Effects of macro-plastics on soil hydrothermal environment, cotton yield, and fiber quality under mulched drip irrigation in the arid region of Northwest China

Residual plastic pollution in terrestrial soils has emerged as a globally significant environmental challenge on a global scale, particularly in agricultural systems. Within extensive areas of plastic film-covered agriculture, the presence of residual macro-plastic debris (> 0.5 cm) has resulted in immeasurable losses to soil quality and crop production.
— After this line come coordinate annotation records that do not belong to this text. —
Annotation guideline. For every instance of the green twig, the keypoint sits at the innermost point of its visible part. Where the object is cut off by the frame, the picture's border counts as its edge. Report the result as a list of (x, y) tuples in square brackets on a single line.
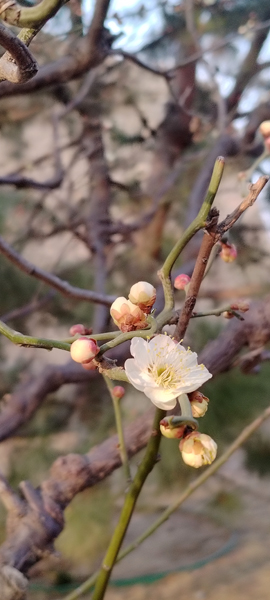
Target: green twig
[(124, 337), (144, 469), (190, 489), (198, 223), (119, 428), (33, 16), (31, 342)]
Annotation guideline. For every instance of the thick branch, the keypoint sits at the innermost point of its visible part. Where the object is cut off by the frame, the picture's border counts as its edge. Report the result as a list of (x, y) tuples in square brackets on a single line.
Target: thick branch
[(17, 64), (88, 53)]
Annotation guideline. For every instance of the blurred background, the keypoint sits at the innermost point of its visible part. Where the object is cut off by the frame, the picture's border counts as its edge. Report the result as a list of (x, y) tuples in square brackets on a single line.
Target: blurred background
[(98, 193)]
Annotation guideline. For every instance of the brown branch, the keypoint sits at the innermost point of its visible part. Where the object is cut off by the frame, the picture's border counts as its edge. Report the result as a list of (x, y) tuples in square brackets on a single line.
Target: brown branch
[(34, 532), (29, 308), (209, 240), (52, 280), (248, 68), (17, 64), (54, 182), (255, 190), (88, 53)]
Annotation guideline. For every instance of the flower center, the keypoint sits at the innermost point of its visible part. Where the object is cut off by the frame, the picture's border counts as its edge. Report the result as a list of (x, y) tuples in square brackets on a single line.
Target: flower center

To date, there is a lack of research investigating the potential impact of plastic mulching film residues on soil properties, crop yield, and the quality of cotton fiber. In this study, a field experiment was conducted for the first time to assess the effects of different amounts of residual plastic film (RPF) on soil hydrothermal characteristics, cotton growth, and fiber quality in drip-irrigated cotton fields. The experiment encompassed six amounts: RPF 0 (0 kg ha −1 ), RPF 5 (146.18 kg ha −1 ), RPF 10 (228.03 kg ha −1 ), RPF 15 (309.88 kg ha −1 ), RPF 20 (391.73 kg ha −1 ), and RPF 25 (473.58 kg ha −1 ). The trial spanned the period from 2020 to 2021. The elevation in the amount of RPF had a positive impact on irrigation water storage in the soil and resulted in decreased water consumption by cotton plants. Concurrently, it led to an increase in the average soil temperature and the accumulated active temperature in the 0–25 cm soil layer. However, there was a notable rise in the interannual levels of nitrate nitrogen in the soil with the augmentation of RPF. In addition, the abundance of macro-plastic debris in the soil correspondingly suppressed cotton fiber quality. To ascertain the effect of plastic film residue on soil properties, cotton economic benefits, and fiber quality, a structural equation model was developed. It is imperative to promptly adopt environmentally friendly agricultural mulch materials in order to minimize the input of macro-plastic debris and enhance the recycling of native soil plastic film residues.